ISLAMTODAY ID-PM Kepulauan Solomon Manasseh Sogavare mengatakan kepada UNGA bahwa negaranya menerima “serangan intimidasi” sejak meresmikan hubungan dengan Beijing.
Perdana Menteri Kepulauan Solomon telah mengeluh bahwa negaranya telah menjadi sasaran “serangan kritik yang tidak beralasan dan salah tempat, informasi yang salah dan intimidasi” sejak meresmikan hubungan diplomatik dengan China pada tahun 2019.
Dalam sebuah pidato di Majelis Umum PBB di New York pada hari Jumat (23/9), Manasseh Damukana Sogavare mengatakan Kepulauan Solomon telah “ditargetkan secara tidak adil” dan “difitnah” di media.
Dia mengatakan perlakuan seperti itu “mengancam demokrasi dan kedaulatan kita.”
Kepulauan Solomon sebelumnya memiliki hubungan diplomatik dengan Taiwan tetapi mengalihkan pengakuan ke Beijing pada tahun 2019.
Sejak itu tampaknya semakin dekat ke orbit China, membuat Amerika Serikat dan negara-negara Barat lainnya khawatir tentang pengaruh Beijing di Pasifik.

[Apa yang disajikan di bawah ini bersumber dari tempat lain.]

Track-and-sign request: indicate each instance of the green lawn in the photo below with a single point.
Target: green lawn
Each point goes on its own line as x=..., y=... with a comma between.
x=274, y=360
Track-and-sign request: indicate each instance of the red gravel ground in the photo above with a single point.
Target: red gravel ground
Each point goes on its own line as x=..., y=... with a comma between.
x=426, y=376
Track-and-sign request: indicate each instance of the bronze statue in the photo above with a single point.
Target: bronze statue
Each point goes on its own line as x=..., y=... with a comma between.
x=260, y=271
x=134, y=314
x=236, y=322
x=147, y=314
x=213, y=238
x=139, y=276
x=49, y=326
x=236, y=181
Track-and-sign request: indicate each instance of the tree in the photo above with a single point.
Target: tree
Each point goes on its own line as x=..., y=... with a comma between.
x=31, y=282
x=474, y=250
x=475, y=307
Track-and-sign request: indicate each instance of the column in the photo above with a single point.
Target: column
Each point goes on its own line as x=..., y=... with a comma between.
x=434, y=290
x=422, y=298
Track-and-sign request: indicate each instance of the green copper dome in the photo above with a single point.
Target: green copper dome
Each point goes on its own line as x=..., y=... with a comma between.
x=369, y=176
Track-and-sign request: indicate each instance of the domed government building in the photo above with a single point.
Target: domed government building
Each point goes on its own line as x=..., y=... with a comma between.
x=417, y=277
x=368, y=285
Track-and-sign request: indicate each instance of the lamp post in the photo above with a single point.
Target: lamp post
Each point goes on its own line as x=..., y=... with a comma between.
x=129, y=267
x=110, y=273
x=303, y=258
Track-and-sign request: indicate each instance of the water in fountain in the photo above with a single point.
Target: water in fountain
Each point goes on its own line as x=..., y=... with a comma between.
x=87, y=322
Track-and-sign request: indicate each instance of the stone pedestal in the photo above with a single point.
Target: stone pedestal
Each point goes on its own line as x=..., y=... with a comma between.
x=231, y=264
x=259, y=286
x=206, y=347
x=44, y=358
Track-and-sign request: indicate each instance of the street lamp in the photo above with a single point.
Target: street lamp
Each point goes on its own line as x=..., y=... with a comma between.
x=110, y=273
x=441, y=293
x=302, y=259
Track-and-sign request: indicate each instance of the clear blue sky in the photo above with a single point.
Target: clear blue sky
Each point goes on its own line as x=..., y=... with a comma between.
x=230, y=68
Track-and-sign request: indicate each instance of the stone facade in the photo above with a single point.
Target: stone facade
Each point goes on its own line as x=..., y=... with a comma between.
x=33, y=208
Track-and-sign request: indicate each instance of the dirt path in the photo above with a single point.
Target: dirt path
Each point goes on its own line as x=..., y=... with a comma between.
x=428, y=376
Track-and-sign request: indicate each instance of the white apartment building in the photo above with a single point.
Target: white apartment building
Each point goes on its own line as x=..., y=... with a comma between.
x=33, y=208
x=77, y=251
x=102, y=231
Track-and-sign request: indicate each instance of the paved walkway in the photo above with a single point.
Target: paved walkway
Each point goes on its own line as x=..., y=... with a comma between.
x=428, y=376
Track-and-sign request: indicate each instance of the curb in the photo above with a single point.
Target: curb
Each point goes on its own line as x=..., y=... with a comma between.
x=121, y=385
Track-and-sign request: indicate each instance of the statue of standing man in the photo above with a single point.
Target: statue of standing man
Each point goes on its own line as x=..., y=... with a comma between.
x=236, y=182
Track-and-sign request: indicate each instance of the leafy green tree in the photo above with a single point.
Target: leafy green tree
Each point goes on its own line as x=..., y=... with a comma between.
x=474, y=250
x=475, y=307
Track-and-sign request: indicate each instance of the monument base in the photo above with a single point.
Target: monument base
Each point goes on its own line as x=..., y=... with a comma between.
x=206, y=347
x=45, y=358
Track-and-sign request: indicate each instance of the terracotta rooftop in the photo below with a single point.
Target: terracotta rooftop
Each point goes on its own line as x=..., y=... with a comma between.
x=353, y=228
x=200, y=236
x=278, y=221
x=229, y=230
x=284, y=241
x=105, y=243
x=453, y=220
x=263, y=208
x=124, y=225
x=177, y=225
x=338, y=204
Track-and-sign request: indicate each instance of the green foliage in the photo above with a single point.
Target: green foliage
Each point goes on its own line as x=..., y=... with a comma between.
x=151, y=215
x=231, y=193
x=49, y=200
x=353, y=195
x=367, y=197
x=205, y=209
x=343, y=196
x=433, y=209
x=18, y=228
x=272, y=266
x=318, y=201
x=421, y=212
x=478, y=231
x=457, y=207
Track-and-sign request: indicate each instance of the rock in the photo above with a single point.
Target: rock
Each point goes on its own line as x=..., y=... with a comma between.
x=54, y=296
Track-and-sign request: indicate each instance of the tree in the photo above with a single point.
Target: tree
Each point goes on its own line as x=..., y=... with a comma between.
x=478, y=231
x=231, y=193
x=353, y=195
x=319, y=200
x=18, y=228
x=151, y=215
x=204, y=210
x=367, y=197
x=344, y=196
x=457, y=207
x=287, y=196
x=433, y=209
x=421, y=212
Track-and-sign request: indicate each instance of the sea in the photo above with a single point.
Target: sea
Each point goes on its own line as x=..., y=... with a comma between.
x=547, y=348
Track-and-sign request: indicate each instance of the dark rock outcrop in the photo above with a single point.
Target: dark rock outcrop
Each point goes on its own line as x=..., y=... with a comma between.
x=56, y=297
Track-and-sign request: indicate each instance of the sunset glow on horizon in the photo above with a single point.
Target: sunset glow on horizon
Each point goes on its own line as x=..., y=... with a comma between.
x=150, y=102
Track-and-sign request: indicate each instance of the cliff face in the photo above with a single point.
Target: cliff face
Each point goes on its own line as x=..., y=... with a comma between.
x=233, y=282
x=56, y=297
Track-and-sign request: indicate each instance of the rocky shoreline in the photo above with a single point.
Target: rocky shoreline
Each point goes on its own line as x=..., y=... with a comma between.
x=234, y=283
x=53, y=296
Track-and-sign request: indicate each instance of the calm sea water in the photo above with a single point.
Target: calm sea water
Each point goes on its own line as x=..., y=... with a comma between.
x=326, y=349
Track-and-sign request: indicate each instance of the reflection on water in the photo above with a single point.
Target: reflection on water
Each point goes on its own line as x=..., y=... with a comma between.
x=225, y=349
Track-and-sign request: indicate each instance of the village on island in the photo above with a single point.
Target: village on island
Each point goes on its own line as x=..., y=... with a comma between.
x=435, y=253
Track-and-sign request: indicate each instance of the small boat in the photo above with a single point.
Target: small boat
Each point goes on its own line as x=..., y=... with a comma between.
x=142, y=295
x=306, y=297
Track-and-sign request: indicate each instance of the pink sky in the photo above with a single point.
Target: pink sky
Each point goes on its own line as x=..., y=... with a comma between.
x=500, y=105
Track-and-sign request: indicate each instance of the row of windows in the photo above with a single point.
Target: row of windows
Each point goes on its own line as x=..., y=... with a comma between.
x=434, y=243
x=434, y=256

“Keputusan ini dicapai melalui proses demokrasi oleh pemerintah yang dipilih secara demokratis,” ungkap Sogavare tentang pengakuan China, seperti dilansir dari TRTWorld, Sabtu (24/9).
“Saya mengulangi seruan agar semua menghormati kedaulatan dan demokrasi kita.”
Sogavare mengatakan Kepulauan Solomon telah mengadopsi “kebijakan luar negeri ‘teman untuk semua dan musuh bagi siapa pun’.”
“Dalam menerapkan kebijakan ini, kami tidak akan menyelaraskan diri dengan kekuatan eksternal atau arsitektur keamanan apa pun yang menargetkan kami atau negara berdaulat lainnya atau mengancam perdamaian regional dan internasional. Kepulauan Solomon tidak akan dipaksa untuk memilih pihak,” ungkapnya.
“Perjuangan kami adalah untuk mengembangkan negara kami. Kami mengulurkan tangan persahabatan kami dan mencari kerja sama dan kemitraan yang tulus dan jujur dengan semua orang.”
Teater Baru Geopolitik
Kawasan kepulauan Pasifik telah menjadi teater baru persaingan geopolitik antara China dan Amerika Serikat serta sekutunya.
Kepulauan Solomon menandatangani pakta keamanan dengan China pada bulan April, dan itu menimbulkan kekhawatiran dari AS dan sekutunya bahwa Beijing mungkin mencari pos militer di Pasifik Selatan, wilayah dominasi angkatan laut tradisional Amerika.
Sogavare sejak itu berulang kali muncul untuk menghina Amerika Serikat, meningkatkan kekhawatiran Washington.
Bulan lalu dia melewatkan penampilan yang direncanakan dengan seorang pejabat senior AS pada peringatan Perang Dunia Kedua.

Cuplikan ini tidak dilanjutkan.